IOLoop.current().spawn_callback(minute_loop)

上面实现其实是实现了60+n的定时器，n是do_something运行时间。为了精准的实现60s，可以使用下面方法：

async def minute_loop2():
    while True:
        nxt = gen.sleep(60)   # Start the clock.
        await do_something()  # Run while the clock is ticking.
        await nxt             # Wait for the timer to run out.

tornado.queues

tornado.queues模块实现了异步生产者消费者模型
Queue.get语句会被yield，直到队列里有元素。如果这个队列有设置最大值，直到有空间存放新的值。才会yield Queue.put语句。队列中维持未完成的任务，开始是0，put是增加数量，task_done是减少数量。
以web爬虫举例，队列中原始url有base_url，当一个worker获取一个页面时，它解析链接并将新的链接放入队列中。然后调用 task_done减少数量。最终，worker会获取一个其URL都已经被解析过的页面，并且队列中也没有剩余的工作。因此，work调用task_done将计数器递减为零。主协程等待join().

#!/usr/bin/env python3

import time
from datetime import timedelta

from html.parser import HTMLParser
from urllib.parse import urljoin, urldefrag

from tornado import gen, httpclient, ioloop, queues

base_url = "http://www.tornadoweb.org/en/stable/"
concurrency = 10


async def get_links_from_url(url):
    """Download the page at `url` and parse it for links.

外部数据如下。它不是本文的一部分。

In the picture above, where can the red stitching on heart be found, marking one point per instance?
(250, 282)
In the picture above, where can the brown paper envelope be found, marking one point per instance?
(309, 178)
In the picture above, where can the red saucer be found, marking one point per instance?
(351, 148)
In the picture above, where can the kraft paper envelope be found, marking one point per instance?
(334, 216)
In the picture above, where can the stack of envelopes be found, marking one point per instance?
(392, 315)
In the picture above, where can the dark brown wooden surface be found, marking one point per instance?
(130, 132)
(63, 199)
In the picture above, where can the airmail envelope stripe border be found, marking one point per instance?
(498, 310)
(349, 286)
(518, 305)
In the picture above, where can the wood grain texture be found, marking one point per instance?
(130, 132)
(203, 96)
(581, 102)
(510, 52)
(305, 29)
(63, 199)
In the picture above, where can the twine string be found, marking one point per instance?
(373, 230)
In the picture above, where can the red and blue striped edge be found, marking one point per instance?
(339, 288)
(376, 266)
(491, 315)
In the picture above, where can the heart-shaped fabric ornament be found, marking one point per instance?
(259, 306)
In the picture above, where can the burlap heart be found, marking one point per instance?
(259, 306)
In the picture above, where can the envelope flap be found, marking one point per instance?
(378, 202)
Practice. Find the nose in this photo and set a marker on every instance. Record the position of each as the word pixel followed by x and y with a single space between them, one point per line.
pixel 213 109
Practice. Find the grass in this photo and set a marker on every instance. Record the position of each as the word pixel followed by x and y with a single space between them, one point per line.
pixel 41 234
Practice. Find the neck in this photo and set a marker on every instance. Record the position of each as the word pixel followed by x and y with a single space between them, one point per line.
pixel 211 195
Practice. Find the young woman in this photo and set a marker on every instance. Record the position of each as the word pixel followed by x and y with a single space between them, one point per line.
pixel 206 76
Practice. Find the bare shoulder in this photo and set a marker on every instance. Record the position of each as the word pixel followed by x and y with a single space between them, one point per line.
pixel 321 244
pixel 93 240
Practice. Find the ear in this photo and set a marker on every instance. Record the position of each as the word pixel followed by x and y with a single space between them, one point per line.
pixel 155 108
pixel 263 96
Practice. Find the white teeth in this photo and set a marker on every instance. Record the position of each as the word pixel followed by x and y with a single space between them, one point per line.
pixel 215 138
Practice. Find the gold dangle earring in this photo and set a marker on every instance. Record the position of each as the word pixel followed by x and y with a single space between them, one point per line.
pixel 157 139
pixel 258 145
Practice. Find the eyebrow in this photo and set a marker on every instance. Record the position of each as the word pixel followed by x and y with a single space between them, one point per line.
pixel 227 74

    Returned links have had the fragment after `#` removed, and have been made
    absolute so, e.g. the URL 'gen.html#tornado.gen.coroutine' becomes
    'http://www.tornadoweb.org/en/stable/gen.html'.
    """
    response = await httpclient.AsyncHTTPClient().fetch(url)
    print("fetched %s" % url)

    html = response.body.decode(errors="ignore")
    return [urljoin(url, remove_fragment(new_url)) for new_url in get_links(html)]


def remove_fragment(url):
    pure_url, frag = urldefrag(url)
    return pure_url


def get_links(html):
    class URLSeeker(HTMLParser):
        def __init__(self):
            HTMLParser.__init__(self)
            self.urls = []

        def handle_starttag(self, tag, attrs):
            href = dict(attrs).get("href")
            if href and tag == "a":
                self.urls.append(href)

    url_seeker = URLSeeker()
    url_seeker.feed(html)
    return url_seeker.urls


async def main():
    q = queues.Queue()
    start = time.time()
    fetching, fetched = set(), set()

    async def fetch_url(current_url):
        if current_url in fetching:
            return

        print("fetching %s" % current_url)
        fetching.add(current_url)
        urls = await get_links_from_url(current_url)
        fetched.add(current_url)

        for new_url in urls:
            # Only follow links beneath the base URL
            if new_url.startswith(base_url):
                await q.put(new_url)

    async def worker():
        async for url in q:
            if url is None:
                return
            try:
                await fetch_url(url)
            except Exception as e:
                print("Exception: %s %s" % (e, url))
            finally:
                q.task_done()

    await q.put(base_url)

    # Start workers, then wait for the work queue to be empty.
    workers = gen.multi([worker() for _ in range(concurrency)])
    await q.join(timeout=timedelta(seconds=300))
    assert fetching == fetched
    print("Done in %d seconds, fetched %s URLs." % (time.time() - start, len(fetched)))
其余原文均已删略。